Johnstone v. Crooks

The opinion of the Court was delivered by

Moses, C. J.

The first assignment of error in the charge of the Circuit Judge is his instruction to the jury, “ that the payments in Confederate currency should stand as a credit for that many dollars on the bond.”

It is scarcely necessary to refer to authority to shew that what the creditor takes'"and acknowledges as payment of his debt must be so considered, unless some fraud or imposition has been practised to induce' him to receive, in lieu of his demand, that which was never intended to be accepted as an equivalent for it.

As well might one claim a restitution of his property because he had parted with it at less than the market value. If the transaction is free from circumvention, or influence of a character which *203would vitiate it at law, it must stand as the considerate act of the parties, binding on both of them.
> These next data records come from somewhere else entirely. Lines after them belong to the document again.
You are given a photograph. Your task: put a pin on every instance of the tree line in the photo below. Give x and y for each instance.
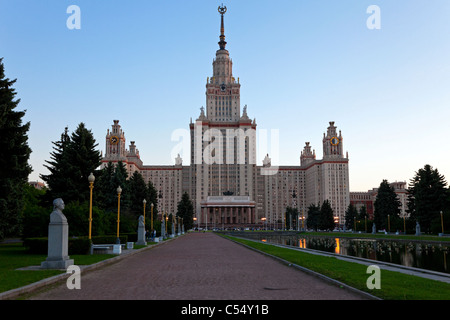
(428, 202)
(25, 211)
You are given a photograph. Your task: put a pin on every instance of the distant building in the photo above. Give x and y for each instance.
(37, 184)
(360, 199)
(226, 185)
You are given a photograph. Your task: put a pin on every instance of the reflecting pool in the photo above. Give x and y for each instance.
(426, 255)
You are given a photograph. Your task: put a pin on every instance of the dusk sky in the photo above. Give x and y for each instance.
(301, 65)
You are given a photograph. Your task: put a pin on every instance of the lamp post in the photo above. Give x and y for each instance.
(144, 202)
(151, 216)
(119, 191)
(389, 223)
(167, 221)
(91, 180)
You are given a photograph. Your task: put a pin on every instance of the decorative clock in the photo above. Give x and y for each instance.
(334, 141)
(114, 140)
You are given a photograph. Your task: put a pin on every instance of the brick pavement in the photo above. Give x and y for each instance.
(198, 266)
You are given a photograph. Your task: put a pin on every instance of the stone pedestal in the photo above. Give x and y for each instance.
(58, 239)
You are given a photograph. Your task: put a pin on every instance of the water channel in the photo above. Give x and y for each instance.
(419, 254)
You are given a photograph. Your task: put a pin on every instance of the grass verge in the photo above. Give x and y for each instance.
(394, 285)
(14, 256)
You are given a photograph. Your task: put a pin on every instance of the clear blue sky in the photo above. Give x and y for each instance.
(301, 64)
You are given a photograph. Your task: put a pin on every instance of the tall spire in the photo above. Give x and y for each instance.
(222, 42)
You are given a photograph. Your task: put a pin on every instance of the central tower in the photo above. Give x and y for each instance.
(222, 89)
(223, 147)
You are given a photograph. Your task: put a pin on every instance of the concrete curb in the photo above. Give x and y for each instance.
(311, 272)
(14, 293)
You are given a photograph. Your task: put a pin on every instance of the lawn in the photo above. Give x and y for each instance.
(394, 285)
(14, 256)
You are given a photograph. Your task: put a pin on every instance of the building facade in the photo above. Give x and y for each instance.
(227, 186)
(367, 199)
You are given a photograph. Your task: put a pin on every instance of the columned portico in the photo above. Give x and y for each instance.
(224, 212)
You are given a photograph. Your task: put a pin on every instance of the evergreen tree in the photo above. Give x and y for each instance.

This recognized principle, it is claimed, cannot apply to a contract subject to the provision of the Ordinance of September 27th, 1865, entitled “An Ordinance to declare of force the Constitution and laws heretofore in force in this State,” which allows “the true value and real character of the consideration of any contract entered into between the 1st day of January, 1862, and the fifteenth day of May, 1865,” to be shewn, “so that such verdict or decree might be rendered as will effect substantial justice between the parties.”

It has been decided in Austin vs. Kinsman, 13 Rich. Eq., 265, and in Fluit vs. Nelson, 15 Rich., 11, that the Ordinance only applied to executory contracts, and that, therefore, where part payment had been made in Confederate currency, the creditor is not entitled to have the amount of the payment reduced to its value in National currency. If the proposition so contended for by the plaintiff can prevail, what would prevent its extension to the recovery from a maker, by the payee of a note who had received the amount nominally due upon it in Confederate currency, of the difference between such currency and the legal tender notes of the United States?
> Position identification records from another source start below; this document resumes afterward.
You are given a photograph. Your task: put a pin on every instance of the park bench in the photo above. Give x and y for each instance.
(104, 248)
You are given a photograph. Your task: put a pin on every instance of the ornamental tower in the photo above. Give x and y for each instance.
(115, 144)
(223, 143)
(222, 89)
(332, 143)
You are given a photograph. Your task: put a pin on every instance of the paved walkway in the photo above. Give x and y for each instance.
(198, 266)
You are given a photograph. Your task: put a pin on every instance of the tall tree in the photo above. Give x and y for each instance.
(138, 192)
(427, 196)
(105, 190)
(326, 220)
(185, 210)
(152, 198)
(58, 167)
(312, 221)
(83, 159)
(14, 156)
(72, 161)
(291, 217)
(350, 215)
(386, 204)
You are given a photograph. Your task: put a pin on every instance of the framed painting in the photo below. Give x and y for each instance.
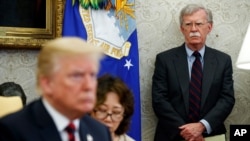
(30, 23)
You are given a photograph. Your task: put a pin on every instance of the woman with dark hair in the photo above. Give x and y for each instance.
(114, 106)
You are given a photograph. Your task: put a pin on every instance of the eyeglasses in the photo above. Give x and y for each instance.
(189, 25)
(102, 114)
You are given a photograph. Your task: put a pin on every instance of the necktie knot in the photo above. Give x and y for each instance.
(196, 54)
(70, 129)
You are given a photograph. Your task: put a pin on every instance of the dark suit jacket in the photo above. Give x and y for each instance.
(170, 91)
(34, 123)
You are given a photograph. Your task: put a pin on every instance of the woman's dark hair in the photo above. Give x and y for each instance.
(12, 89)
(108, 83)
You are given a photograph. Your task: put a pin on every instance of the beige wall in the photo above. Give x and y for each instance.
(158, 30)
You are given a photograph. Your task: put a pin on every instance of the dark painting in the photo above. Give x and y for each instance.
(23, 13)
The second ground of error charged involves the plaintiff in an attempt, through the aid of the Court, to repudiate his own act in accepting a depreciated currency in part payment of the bond. While an officer of the Court, the obligee and custodian of the bond, he credited the money received, and, after inducing the obligors to suppose that so much of it was extinguished, he now avers that his course was without right, “ and that the payments should be stricken out.”

Is he in a position to avail himself of such an advantage ? The creditors and the parties interested in the estate for the benefit of which the bond was held, are not before the Court. Whatever may be their rights, (and in that regard we do not propose to intimate an opinion,) he can not ask of the defendants any abatement or diminution of the amount so credited, because received in Confederate notes.

The third ground alleged as error must be sustained. The constitutionality of the “Act to determine the value of contracts made in Confederate States notes, or their equivalent,” approved March 26, 1869, 14 Stat., 277, was sustained by this Court in Neely vs. McFadden, 2 S. C., 169. The Circuit Judge further charged, *204that if not repugnant to the Constitution of this State and of the United States, “ it had no application to the contract proved in this case, and that, after fixing the real value of the property on the day of sale, and ascertaining what proportion of the original bond had been paid, and what proportion was still due, their verdict should conform to such proportion.”

The rules by which the construction and determination of contracts made during the period when Confederate States notes constituted the only circulating medium in the State, have been fully prescribed and set forth in the cases of Neely vs. McFadden, 2 S. C., 169, and Harmon vs. Wallace, 2 S. C., 208.

They determine the principles which must be applied to the construction of such contracts, where, from the peculiar condition of the currency then prevailing, and the state of the country, the intent of the parties is allowed to be ascertained by a resort “ to proof of extrinsic facts and circumstances,” in aid of the inference to be drawn from the instrument itself.

The motion is granted, and a new trial ordered.

Willard, A. J., and Wright, A. J., concurred.